How Private is Zoom® Videoconferencing?
Many of us find ourselves attending meetings by video conference, such as Zoom. You might even be having confidential interactions with your clients, medical providers, or legal providers. If you are wondering how secure those interactions are, we analyzed Zoom’s security, legal, and privacy policies (which were updated on March 18, 2020) to help you stay informed without having to read all the fine print. Here are the highlights:
- Zoom represents that its products are generally hosted and operated in the United States.
- Zoom boasts that communications are established using 256-bit TLS encryption and all shared content can be encrypted using AES-256 encryption.
- Zoom provides the following protections for meeting privacy that are available for the host to choose:
- Secure a meeting with end-to-end encryption
- Create Waiting Rooms for attendees
- Require host to be present before meeting starts
- Expel a participant or all participants
- Lock a meeting
- Screen share watermarks
- Audio signatures
- Enable/disable a participant or all participants to record
- Temporary pause screen-sharing when a new window is opened
- Password protect a meeting
- Only allow individuals with a given e-mail domain to join
- Zoom privacy terms say the host can choose to record Zoom meetings and Webinars. That means if you are not the host, you aren’t in charge of whether or not to record the meeting. The host should still comply with recording laws though. You will receive a notification (visual or otherwise) when recording is enabled.

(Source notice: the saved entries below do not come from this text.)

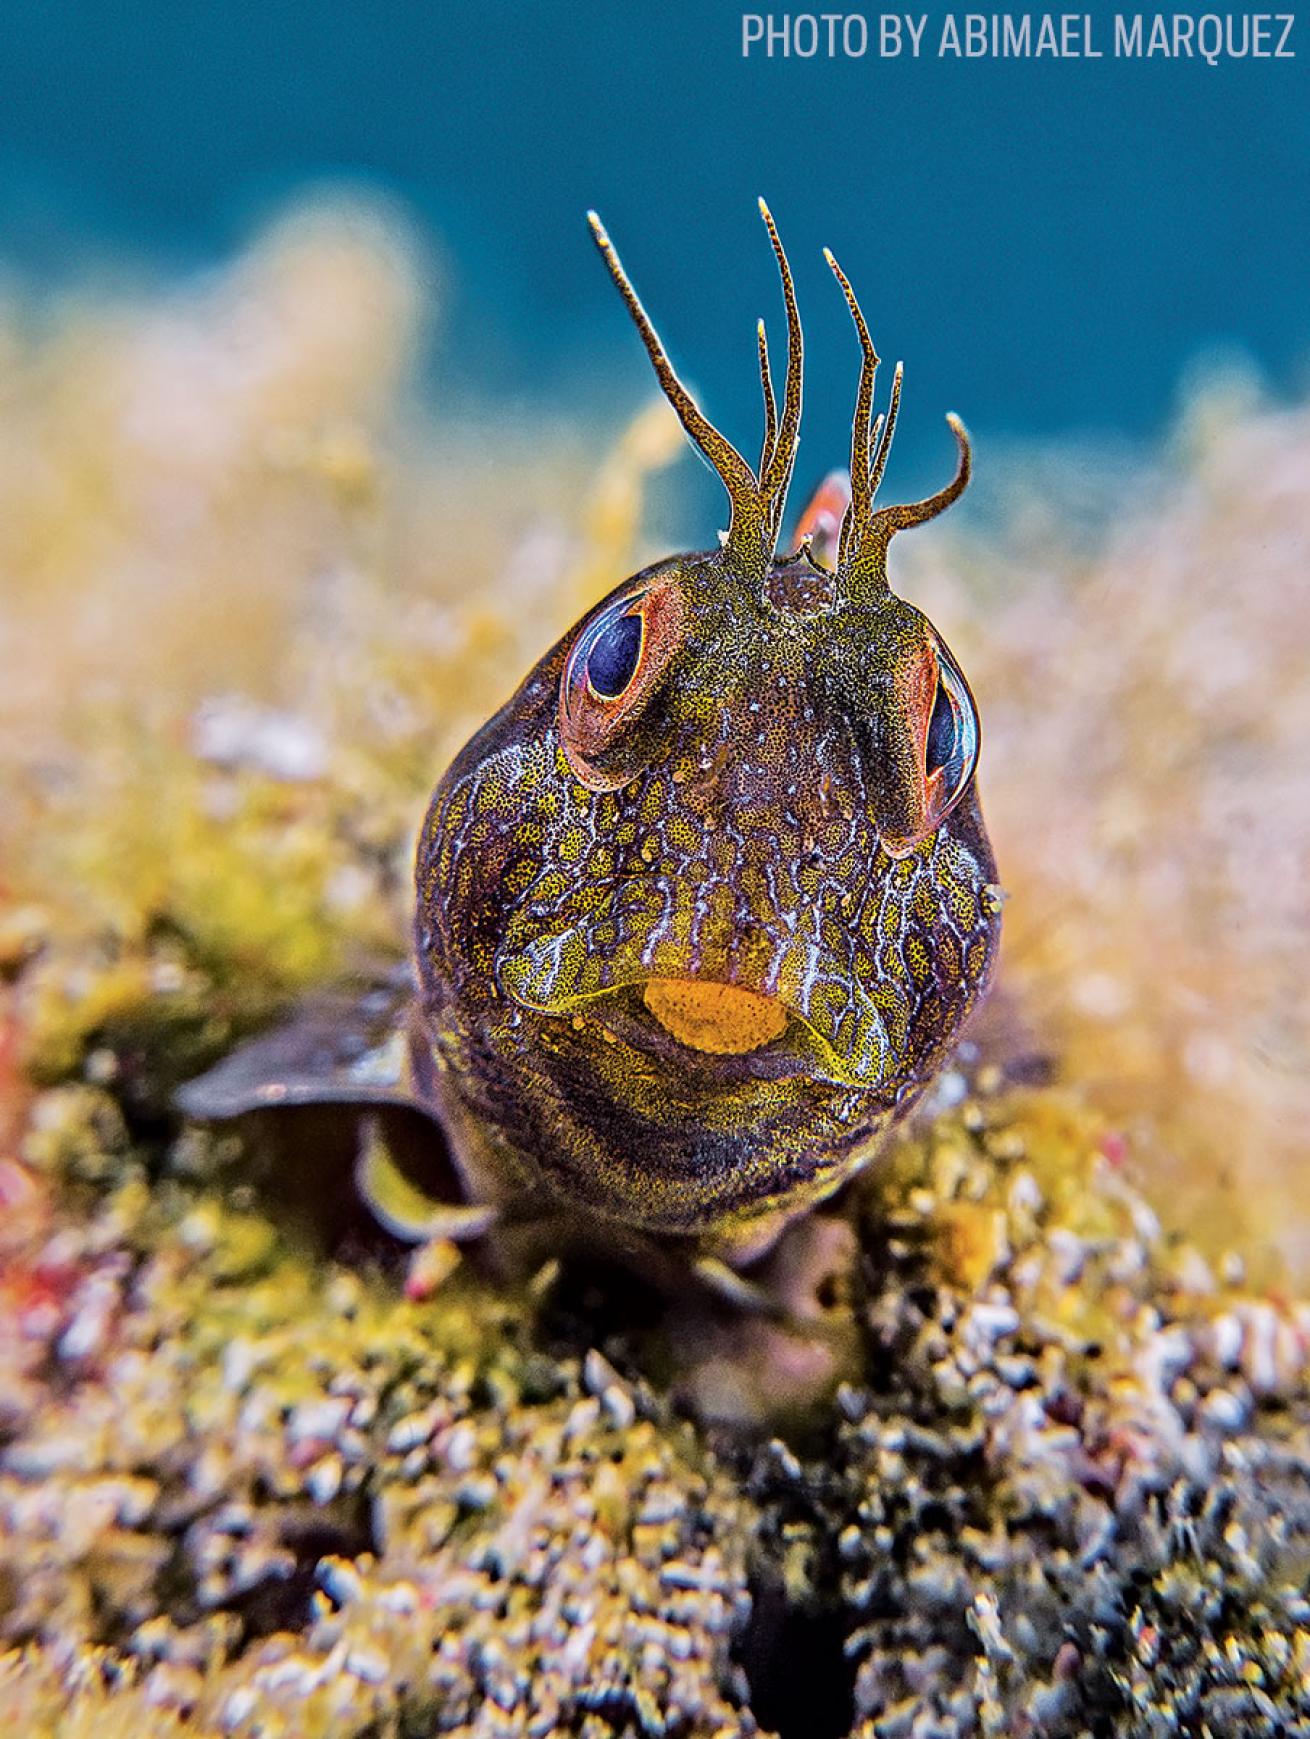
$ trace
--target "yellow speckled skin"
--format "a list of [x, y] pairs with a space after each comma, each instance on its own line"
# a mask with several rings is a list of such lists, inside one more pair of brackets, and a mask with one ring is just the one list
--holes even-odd
[[[726, 1254], [758, 1248], [876, 1150], [985, 986], [1000, 910], [972, 759], [938, 808], [925, 767], [938, 672], [963, 679], [885, 576], [892, 533], [963, 487], [967, 437], [953, 425], [950, 491], [872, 515], [890, 427], [871, 461], [877, 357], [839, 272], [865, 352], [855, 500], [832, 565], [805, 545], [775, 559], [800, 331], [765, 216], [791, 332], [780, 423], [761, 335], [758, 476], [672, 375], [594, 224], [724, 476], [732, 529], [625, 580], [546, 654], [441, 779], [417, 863], [422, 1006], [466, 1170], [502, 1198], [541, 1194]], [[899, 375], [889, 424], [898, 397]], [[675, 624], [656, 674], [583, 759], [561, 706], [570, 654], [625, 598], [652, 595]], [[786, 1029], [740, 1054], [693, 1049], [646, 1006], [652, 979], [776, 998]]]
[[[418, 860], [423, 1000], [446, 1081], [529, 1175], [661, 1232], [713, 1234], [836, 1187], [926, 1085], [988, 975], [999, 903], [969, 790], [880, 844], [916, 753], [898, 665], [929, 630], [809, 562], [740, 583], [675, 558], [687, 639], [594, 792], [560, 743], [577, 630], [437, 786]], [[820, 582], [791, 583], [808, 571]], [[806, 598], [822, 603], [800, 609]], [[781, 997], [786, 1039], [679, 1045], [653, 976]]]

- By using Zoom, you give Zoom consent to store recordings for any or all Zoom meetings or webinars that you join. It is unclear for how long Zoom stores the recordings, but there is the potential that someone in litigation could subpoena Zoom for that recording.

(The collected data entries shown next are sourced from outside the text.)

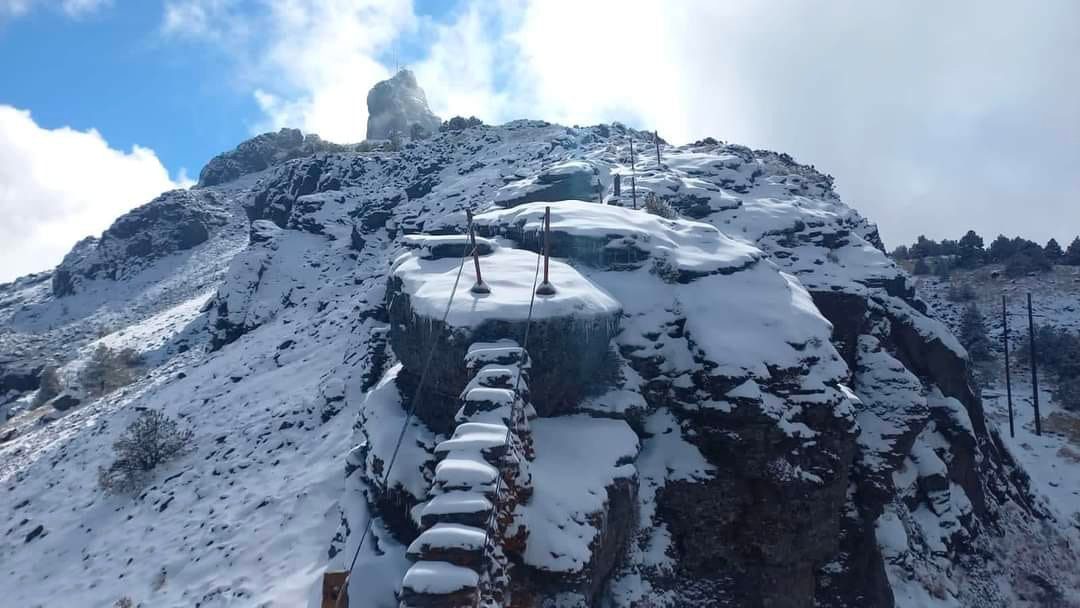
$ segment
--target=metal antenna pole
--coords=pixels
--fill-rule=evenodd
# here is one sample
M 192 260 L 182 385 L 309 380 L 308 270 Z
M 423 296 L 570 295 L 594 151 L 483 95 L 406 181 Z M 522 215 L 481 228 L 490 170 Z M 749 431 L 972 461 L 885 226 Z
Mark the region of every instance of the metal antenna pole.
M 544 282 L 536 288 L 538 296 L 555 295 L 555 286 L 548 280 L 548 263 L 551 258 L 551 207 L 544 207 Z
M 630 194 L 634 199 L 634 209 L 637 209 L 637 165 L 634 161 L 634 137 L 630 137 Z
M 469 291 L 475 294 L 491 293 L 491 288 L 484 283 L 484 278 L 480 276 L 480 249 L 476 246 L 476 227 L 473 226 L 472 210 L 466 209 L 465 216 L 469 218 L 469 240 L 472 242 L 473 266 L 476 267 L 476 283 Z
M 1035 406 L 1035 434 L 1042 435 L 1042 420 L 1039 416 L 1039 367 L 1038 353 L 1035 352 L 1035 315 L 1031 312 L 1031 292 L 1027 294 L 1028 332 L 1031 338 L 1031 396 Z
M 1009 376 L 1009 313 L 1005 307 L 1005 296 L 1001 296 L 1001 325 L 1004 327 L 1002 342 L 1005 345 L 1005 395 L 1009 400 L 1009 437 L 1016 437 L 1013 427 L 1012 379 Z
M 660 160 L 660 131 L 653 131 L 653 141 L 656 142 L 656 168 L 662 169 L 664 164 Z

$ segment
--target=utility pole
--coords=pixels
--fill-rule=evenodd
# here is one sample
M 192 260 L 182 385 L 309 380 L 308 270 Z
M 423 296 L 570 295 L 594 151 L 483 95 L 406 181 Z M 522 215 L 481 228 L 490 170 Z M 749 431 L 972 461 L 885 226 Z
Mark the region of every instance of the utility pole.
M 653 131 L 653 141 L 656 142 L 656 168 L 662 169 L 664 165 L 660 161 L 660 131 Z
M 1009 313 L 1005 308 L 1005 295 L 1001 296 L 1001 326 L 1004 328 L 1002 342 L 1005 346 L 1005 395 L 1009 400 L 1009 437 L 1016 437 L 1013 427 L 1012 379 L 1009 377 Z
M 1038 355 L 1035 352 L 1035 316 L 1031 313 L 1031 292 L 1027 294 L 1028 305 L 1028 333 L 1031 338 L 1031 397 L 1035 406 L 1035 434 L 1042 435 L 1042 420 L 1039 417 L 1039 374 L 1036 368 L 1039 366 Z
M 634 162 L 634 138 L 630 137 L 630 196 L 634 199 L 634 209 L 637 209 L 637 165 Z

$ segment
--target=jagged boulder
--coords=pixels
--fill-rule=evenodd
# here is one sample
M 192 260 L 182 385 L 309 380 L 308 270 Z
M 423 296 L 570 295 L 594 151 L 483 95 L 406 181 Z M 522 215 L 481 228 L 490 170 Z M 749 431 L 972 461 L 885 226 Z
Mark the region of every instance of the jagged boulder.
M 241 143 L 234 150 L 210 159 L 199 172 L 199 187 L 231 182 L 242 175 L 316 152 L 341 152 L 347 148 L 323 141 L 314 133 L 304 135 L 300 129 L 263 133 Z
M 427 96 L 409 70 L 372 87 L 367 107 L 367 139 L 423 139 L 442 126 L 442 119 L 428 108 Z

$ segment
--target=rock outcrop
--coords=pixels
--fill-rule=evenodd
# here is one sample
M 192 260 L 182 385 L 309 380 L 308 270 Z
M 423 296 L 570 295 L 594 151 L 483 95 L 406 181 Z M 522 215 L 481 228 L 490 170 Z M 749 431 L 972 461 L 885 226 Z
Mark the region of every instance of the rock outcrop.
M 367 139 L 423 139 L 442 126 L 442 119 L 428 108 L 427 96 L 409 70 L 372 87 L 367 108 Z
M 323 141 L 314 133 L 305 135 L 300 129 L 263 133 L 236 146 L 232 151 L 210 159 L 202 171 L 199 171 L 199 187 L 231 182 L 242 175 L 317 152 L 341 152 L 346 149 L 347 146 Z
M 205 242 L 228 218 L 213 192 L 166 192 L 121 216 L 100 238 L 76 244 L 53 273 L 53 293 L 68 296 L 87 280 L 130 277 L 154 260 Z

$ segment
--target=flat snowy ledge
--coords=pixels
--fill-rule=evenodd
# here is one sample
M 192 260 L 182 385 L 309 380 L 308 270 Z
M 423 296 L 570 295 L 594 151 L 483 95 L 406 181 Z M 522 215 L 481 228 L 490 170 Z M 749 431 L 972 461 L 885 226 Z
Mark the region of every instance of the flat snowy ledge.
M 606 241 L 609 247 L 632 246 L 696 274 L 737 270 L 764 257 L 758 248 L 729 238 L 711 224 L 586 201 L 529 203 L 481 213 L 475 222 L 489 228 L 514 226 L 524 234 L 539 235 L 548 207 L 554 233 Z
M 414 252 L 394 261 L 392 276 L 401 281 L 402 293 L 416 315 L 441 319 L 458 275 L 459 259 L 428 260 Z M 488 294 L 475 294 L 471 264 L 461 273 L 457 295 L 447 322 L 454 327 L 475 327 L 487 320 L 524 321 L 529 316 L 536 278 L 537 255 L 520 249 L 497 248 L 481 256 L 480 268 Z M 543 269 L 541 269 L 541 273 Z M 608 293 L 593 285 L 567 264 L 551 261 L 553 296 L 537 296 L 533 319 L 553 317 L 614 317 L 621 310 Z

- Zoom says it meets industry standards in safeguarding to prevent unauthorized disclosure of or access to content. Zoom will notify you if there is a data breach.

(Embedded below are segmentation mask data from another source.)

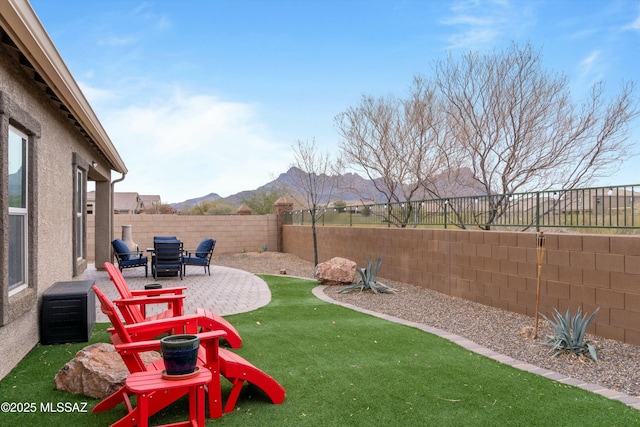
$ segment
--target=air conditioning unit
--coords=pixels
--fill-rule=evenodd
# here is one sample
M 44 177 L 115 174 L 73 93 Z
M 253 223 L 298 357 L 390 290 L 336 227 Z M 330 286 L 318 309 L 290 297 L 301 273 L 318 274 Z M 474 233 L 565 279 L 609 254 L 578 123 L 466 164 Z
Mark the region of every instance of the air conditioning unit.
M 92 280 L 56 282 L 42 294 L 40 342 L 87 342 L 96 323 Z

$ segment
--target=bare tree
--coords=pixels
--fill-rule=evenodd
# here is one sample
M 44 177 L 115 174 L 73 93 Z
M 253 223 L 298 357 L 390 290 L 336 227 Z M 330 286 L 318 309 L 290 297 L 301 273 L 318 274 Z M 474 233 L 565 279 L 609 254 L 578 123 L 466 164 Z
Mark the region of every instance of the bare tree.
M 433 88 L 416 77 L 406 99 L 363 96 L 334 123 L 343 166 L 363 172 L 387 202 L 385 220 L 406 227 L 414 206 L 394 210 L 391 203 L 421 197 L 444 166 L 445 121 Z
M 445 100 L 448 162 L 468 167 L 488 196 L 487 228 L 518 191 L 571 189 L 610 176 L 630 157 L 634 84 L 606 99 L 602 82 L 574 105 L 565 76 L 542 68 L 530 44 L 436 62 Z
M 298 140 L 293 147 L 295 155 L 294 182 L 292 197 L 302 198 L 298 203 L 305 207 L 311 215 L 311 232 L 313 235 L 313 261 L 318 265 L 318 237 L 316 223 L 324 214 L 324 207 L 331 200 L 331 193 L 336 179 L 330 175 L 333 169 L 327 152 L 320 152 L 315 139 Z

- Zoom will generally not access, view or process your meeting content. There are some exceptions though, which they define as (a) authorized or instructed by you, (b) as required to perform its obligations; or (c) as required by Law.
- Zoom considers the content that you create while using its product as one of the sources of your “personal data” that it collects.
- Zoom reminds users that they can adjust certain settings to reduce the amount of Personal Data Zoom automatically collects from you, such as by turning off optional cookies in your browser’s setting or by using our Cookie Preferences link at the bottom of the Zoom homepage.
- Zoom discloses that it may use your identifiers, employment information, payment information, Facebook profile information, technical information, demographic information, usage information, and user-generated information to market to you and to allow its affiliates to market to you but you can email firstname.lastname@example.org to discontinue this.
- Zoom says, “in our humble opinion, we don’t think most of our users would see us as selling their information, as that practice is commonly understood.” What they mean by that is that they don’t allow marketing companies, advertisers, or anyone else to access your Personal Data in exchange for payment. However, Zoom does use standard advertising tools which require Personal Data (think, for example, Google Ads and Google Analytics) to target advertising to you.
- You can ask Zoom to opt you out of certain advertising practices related to your Personal Data by clicking on the “Do Not ‘Sell’ My Personal Information” link.
- Zoom reminds us that “in certain situations, Zoom may be required to disclose Personal Data in response to valid and lawful requests by public authorities or pursuant to requests from law enforcement.”
The take away is that as the host of a Zoom meeting, you have many options available to protect the content of the meeting. Participants have fewer options and must rely on the host to use the security tools that Zoom provides. Zoom also offers both hosts and participants opt-out preferences to protect your privacy and limit the marketing you receive.
About the Author: Maria Crimi Speth is a shareholder, intellectual property attorney and chair of the IP group at the Phoenix law firm of Jaburg Wilk. She has expertise in copyright law, trademark law, and Internet law. She focuses on litigation involving intellectual property rights, privacy and First Amendment rights. Ms. Speth is the author of the book, Protect Your Writings: A Legal Guide for Authors.